Yes, as the terms "co/contra-variance" loosely relate to how certain derived
attributes "varies" when base attributes changes:

\- vectors: whether scalars scales in the same direction or not of the base
vectors (ie is obtained through the base transformation matrix, or its
inverse) \- generics: whether generics of a subclass of T is interpreted as a
subclass (same direction) or superclass (opposite direction) of a generics of
T.

(Maybe they all formally tie together through category theory? I don't know
but would love to hear from someone more educated about it!)

------
teleforce
I've got the feeling that the problems that vector spaces is trying to solve
can be elegantly solved by quaternion approach [1]

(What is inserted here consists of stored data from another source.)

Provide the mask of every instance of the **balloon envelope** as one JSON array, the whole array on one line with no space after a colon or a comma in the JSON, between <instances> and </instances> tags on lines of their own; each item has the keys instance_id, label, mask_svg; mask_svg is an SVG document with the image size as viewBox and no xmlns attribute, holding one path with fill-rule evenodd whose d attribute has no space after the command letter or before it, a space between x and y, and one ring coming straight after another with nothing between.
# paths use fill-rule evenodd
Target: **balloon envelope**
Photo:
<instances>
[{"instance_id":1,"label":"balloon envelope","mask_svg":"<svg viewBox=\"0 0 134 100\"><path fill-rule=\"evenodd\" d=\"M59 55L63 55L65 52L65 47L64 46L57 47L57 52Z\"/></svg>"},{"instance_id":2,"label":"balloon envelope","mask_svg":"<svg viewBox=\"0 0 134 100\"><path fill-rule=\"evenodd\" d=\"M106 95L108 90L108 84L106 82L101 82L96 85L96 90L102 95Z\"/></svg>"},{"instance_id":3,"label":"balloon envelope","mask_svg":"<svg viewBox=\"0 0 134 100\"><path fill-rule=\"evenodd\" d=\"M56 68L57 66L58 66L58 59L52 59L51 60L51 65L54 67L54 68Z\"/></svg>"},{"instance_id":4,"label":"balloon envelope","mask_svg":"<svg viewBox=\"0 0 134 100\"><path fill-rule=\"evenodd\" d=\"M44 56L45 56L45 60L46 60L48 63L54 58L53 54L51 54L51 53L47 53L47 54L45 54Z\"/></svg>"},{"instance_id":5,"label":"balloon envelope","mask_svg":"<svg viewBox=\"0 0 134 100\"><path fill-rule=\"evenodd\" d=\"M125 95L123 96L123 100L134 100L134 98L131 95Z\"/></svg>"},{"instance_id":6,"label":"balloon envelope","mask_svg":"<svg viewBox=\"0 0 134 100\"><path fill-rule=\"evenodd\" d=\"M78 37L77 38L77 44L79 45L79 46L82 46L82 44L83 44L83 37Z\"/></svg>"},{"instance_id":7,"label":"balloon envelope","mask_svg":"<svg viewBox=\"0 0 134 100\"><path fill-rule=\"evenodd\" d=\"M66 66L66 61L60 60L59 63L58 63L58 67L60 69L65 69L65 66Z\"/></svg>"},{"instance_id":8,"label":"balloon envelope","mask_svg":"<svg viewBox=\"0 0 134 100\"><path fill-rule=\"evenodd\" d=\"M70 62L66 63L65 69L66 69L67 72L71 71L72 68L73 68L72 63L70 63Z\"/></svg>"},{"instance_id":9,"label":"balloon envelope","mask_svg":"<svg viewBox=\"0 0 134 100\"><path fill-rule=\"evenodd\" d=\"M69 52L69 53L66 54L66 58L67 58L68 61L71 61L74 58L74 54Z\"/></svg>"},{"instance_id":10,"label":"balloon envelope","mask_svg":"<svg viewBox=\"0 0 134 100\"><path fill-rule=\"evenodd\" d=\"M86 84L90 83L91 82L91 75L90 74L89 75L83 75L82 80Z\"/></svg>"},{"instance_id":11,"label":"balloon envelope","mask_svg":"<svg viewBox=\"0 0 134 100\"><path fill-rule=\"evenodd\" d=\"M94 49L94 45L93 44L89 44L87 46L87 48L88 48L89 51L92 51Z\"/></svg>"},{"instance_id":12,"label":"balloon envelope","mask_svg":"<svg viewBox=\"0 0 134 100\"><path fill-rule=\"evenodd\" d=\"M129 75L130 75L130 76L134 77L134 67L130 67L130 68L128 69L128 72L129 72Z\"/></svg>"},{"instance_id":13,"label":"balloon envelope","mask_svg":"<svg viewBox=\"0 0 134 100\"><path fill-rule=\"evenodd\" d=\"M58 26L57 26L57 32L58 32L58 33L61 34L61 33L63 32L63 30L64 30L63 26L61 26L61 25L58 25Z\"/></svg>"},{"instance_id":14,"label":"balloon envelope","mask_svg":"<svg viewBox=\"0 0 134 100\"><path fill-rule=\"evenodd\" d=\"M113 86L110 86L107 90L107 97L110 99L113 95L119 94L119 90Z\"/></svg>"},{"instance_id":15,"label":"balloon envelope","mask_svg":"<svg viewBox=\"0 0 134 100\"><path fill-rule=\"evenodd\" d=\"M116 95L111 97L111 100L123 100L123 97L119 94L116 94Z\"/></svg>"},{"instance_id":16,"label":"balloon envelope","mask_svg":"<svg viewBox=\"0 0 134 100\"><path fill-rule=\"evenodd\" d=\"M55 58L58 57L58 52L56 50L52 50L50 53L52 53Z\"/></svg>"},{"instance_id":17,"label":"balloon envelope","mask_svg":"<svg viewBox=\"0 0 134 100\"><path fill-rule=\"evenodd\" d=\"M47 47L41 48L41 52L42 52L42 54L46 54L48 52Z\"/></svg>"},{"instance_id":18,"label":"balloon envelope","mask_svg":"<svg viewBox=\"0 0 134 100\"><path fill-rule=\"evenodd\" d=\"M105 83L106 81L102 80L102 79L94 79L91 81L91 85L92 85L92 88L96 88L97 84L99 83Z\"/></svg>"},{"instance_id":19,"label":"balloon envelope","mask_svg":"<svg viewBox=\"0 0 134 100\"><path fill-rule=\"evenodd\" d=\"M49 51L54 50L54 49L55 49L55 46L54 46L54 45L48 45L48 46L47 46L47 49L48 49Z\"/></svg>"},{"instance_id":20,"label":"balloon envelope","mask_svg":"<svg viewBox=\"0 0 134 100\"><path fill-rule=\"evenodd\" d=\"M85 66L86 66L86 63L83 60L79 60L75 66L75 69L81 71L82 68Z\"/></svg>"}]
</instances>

[1][https://www.researchgate.net/publication/2130951_On_quaterni...](https://www.researchgate.net/publication/2130951_On_quaternionic_functional_analysis)

------
fchu
There is beauty in first constructing V* as the one-forms over V, which seems
like a "one-way" derivation from it, and then finding through V __= V that
they 're actually two very-equal faces of the same coin.

------
soVeryTired
The machinery described in the article is powerful and useful, but you don’t
_need_ it to understand dual spaces. Column vectors in R^n form a vector
space. Row vectors map them into real numbers via standard matrix
multiplication (on the left). Also vice-versa with right multiplication.

So row vectors are the dual of column vectors. Job done!

Edit: I admit you need a bit more for covariance and contravariance though.